In the end sports are just one aspect of a completely artificial and unnatural civilisation, in which they fulfil several system-supporting roles, including an acceptable method of blowing off steam, an economical factor as well as a national and cultural form of expression. At the same time, sports are so popular for those watching as well as those practicing it because they allow us to momentarily sense that there is more to life than mere functionality and the logical surrender of human nature to the system and its tools.

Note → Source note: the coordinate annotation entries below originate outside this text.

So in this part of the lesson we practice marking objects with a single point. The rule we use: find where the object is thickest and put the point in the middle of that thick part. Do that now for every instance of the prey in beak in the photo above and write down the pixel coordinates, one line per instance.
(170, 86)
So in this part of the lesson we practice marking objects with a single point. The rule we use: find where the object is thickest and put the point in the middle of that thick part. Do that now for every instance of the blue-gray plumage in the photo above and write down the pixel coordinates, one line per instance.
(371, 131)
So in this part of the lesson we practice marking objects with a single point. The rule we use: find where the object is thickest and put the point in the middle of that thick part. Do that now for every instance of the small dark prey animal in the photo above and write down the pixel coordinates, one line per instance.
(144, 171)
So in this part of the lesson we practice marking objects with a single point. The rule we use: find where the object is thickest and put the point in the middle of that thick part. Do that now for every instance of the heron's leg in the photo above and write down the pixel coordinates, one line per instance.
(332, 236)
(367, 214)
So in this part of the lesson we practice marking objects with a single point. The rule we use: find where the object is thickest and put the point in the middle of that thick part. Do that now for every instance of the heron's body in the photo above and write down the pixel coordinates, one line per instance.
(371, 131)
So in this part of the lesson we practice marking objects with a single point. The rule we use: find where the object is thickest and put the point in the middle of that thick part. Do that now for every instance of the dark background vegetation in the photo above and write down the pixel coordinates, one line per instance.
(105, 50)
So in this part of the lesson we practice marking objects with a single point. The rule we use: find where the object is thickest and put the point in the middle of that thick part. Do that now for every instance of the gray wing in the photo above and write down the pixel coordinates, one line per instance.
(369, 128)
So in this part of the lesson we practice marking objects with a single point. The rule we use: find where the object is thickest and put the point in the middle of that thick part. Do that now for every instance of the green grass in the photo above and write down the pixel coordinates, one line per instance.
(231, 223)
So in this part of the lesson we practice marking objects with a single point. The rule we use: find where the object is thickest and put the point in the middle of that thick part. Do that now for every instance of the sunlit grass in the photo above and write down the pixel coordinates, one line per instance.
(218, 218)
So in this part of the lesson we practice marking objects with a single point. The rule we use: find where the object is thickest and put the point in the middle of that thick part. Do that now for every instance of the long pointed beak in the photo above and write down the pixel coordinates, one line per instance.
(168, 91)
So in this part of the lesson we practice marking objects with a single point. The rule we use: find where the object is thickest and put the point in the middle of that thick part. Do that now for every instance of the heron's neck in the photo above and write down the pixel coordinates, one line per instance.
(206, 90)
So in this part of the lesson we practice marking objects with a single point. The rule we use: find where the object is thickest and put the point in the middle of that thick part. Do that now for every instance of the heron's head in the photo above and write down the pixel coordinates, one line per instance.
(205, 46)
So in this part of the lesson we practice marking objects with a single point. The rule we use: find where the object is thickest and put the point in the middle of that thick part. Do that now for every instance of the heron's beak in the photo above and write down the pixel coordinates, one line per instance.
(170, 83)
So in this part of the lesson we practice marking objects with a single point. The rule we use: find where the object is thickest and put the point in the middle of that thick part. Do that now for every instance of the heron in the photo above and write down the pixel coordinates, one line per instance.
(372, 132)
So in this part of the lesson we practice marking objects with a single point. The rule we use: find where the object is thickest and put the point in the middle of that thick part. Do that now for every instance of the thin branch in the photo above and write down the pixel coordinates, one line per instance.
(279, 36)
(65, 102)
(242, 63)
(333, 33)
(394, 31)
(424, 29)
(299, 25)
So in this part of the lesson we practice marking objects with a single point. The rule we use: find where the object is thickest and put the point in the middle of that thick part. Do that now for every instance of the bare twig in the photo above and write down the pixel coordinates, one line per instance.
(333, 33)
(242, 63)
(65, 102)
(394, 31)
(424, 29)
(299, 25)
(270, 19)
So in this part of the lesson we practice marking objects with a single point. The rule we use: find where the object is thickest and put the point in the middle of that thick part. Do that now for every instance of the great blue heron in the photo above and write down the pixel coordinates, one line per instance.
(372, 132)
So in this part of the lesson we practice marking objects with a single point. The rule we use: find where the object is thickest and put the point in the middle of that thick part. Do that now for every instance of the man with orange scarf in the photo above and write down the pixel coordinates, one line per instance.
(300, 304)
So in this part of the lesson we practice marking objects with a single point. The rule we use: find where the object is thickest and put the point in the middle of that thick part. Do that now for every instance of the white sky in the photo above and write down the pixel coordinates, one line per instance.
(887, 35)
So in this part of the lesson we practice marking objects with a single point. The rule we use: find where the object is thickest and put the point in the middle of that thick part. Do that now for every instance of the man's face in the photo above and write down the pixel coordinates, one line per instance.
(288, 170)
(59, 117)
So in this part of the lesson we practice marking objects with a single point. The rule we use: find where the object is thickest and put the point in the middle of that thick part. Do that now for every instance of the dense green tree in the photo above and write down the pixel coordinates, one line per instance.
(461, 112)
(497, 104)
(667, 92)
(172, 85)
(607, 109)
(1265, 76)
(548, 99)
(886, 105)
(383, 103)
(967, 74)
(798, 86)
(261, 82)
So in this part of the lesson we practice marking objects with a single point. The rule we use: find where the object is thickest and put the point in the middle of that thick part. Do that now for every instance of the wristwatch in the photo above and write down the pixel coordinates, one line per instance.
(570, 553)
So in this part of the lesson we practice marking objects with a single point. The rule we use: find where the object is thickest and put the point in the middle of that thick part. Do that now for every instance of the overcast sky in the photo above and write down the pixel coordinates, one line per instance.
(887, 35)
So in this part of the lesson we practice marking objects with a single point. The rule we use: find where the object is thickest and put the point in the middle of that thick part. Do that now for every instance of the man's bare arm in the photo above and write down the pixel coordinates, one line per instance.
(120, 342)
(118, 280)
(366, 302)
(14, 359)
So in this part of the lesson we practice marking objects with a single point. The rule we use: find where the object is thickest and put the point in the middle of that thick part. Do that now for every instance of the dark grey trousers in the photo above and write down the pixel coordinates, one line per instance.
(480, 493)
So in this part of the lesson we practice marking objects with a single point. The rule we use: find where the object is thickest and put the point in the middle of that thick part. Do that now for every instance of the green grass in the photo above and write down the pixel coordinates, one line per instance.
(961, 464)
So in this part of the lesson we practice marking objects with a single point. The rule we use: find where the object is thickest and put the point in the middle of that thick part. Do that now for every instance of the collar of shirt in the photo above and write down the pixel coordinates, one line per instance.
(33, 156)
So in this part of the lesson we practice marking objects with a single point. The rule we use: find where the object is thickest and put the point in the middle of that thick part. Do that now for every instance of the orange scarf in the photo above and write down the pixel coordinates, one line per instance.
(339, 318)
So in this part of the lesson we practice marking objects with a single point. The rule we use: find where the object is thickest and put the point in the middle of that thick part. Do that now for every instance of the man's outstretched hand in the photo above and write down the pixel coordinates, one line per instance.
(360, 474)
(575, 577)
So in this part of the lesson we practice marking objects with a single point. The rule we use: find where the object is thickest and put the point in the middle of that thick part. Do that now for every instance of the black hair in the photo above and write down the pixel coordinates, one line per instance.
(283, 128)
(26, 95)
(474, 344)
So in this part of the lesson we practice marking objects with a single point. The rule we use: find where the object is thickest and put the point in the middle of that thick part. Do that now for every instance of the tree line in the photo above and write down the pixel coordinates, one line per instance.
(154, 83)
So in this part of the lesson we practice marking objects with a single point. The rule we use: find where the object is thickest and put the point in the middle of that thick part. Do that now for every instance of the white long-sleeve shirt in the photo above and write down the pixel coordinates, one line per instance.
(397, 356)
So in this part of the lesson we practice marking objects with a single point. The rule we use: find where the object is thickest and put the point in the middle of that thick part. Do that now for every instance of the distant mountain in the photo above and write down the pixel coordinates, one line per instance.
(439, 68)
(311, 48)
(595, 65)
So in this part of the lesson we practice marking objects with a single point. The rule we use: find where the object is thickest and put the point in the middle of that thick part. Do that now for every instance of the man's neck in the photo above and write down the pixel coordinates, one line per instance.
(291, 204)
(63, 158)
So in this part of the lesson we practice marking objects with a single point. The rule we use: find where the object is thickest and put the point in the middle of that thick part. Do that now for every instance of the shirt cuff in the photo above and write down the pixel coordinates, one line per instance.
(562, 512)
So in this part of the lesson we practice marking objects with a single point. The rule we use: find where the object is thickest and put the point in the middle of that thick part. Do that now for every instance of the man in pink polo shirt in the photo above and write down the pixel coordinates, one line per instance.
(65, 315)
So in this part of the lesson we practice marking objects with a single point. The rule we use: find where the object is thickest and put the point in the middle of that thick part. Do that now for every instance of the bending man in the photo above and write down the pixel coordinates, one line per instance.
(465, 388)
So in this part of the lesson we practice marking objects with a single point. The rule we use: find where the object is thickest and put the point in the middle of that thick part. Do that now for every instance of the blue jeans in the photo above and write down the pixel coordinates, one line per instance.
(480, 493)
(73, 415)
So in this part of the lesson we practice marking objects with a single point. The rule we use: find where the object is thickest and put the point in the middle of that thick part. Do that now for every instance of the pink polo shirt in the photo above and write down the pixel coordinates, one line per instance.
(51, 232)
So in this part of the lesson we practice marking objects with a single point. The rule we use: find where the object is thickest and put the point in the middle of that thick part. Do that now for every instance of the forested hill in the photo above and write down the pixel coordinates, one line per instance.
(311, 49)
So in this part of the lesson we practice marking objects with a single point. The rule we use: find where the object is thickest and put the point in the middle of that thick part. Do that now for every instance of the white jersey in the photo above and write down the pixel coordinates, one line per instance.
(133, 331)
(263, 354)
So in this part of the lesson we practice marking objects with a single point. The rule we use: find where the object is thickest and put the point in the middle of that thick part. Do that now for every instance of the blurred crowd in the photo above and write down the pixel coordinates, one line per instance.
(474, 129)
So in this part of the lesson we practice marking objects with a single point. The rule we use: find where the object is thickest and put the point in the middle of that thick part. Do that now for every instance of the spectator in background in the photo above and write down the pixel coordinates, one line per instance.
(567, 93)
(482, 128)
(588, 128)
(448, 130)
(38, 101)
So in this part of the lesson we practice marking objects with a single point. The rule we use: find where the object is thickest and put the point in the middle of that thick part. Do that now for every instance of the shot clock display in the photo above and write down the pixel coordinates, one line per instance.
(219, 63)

This direct effect on the organism can be seen in ›Patch‹, where movement and fleetingly transforming shapes make our hearts beat faster. You can see that even inventions which were designed to substitute the human locomotive system challenge us to try and match them in ›Stayer‹. In the forest however, it is not just the movements that coalesce, but our relation to time and space itself as well (›Forst‹). In times of emotional distress, sports can often offer not quite risk-free escape routes (›Michelle’s Sacrifice‹), and even spectators can leave their everyday persona and unleash the animal inside (›The Dogs‹). But even if what you really want is to reach a higher state of consciousness, you can do so at well organized sports events (›Six Day Run‹). And once all that is done, and our minds and bodies are sedated by the tranquillity of exhaustion, we can take it easy and relax our muscles a little before we return to being a happily functioning cogwheel in the great machine again (›Gym Nastix‹).

I wish our audiences comfy seats and a pleasant view while the films and protagonists are going to give their all. Snacks and refreshments will be available in the foyer. However, be careful that you don’t have an accident on the way there or back: After all, it is the fittest who survive, and we are all fit to drop.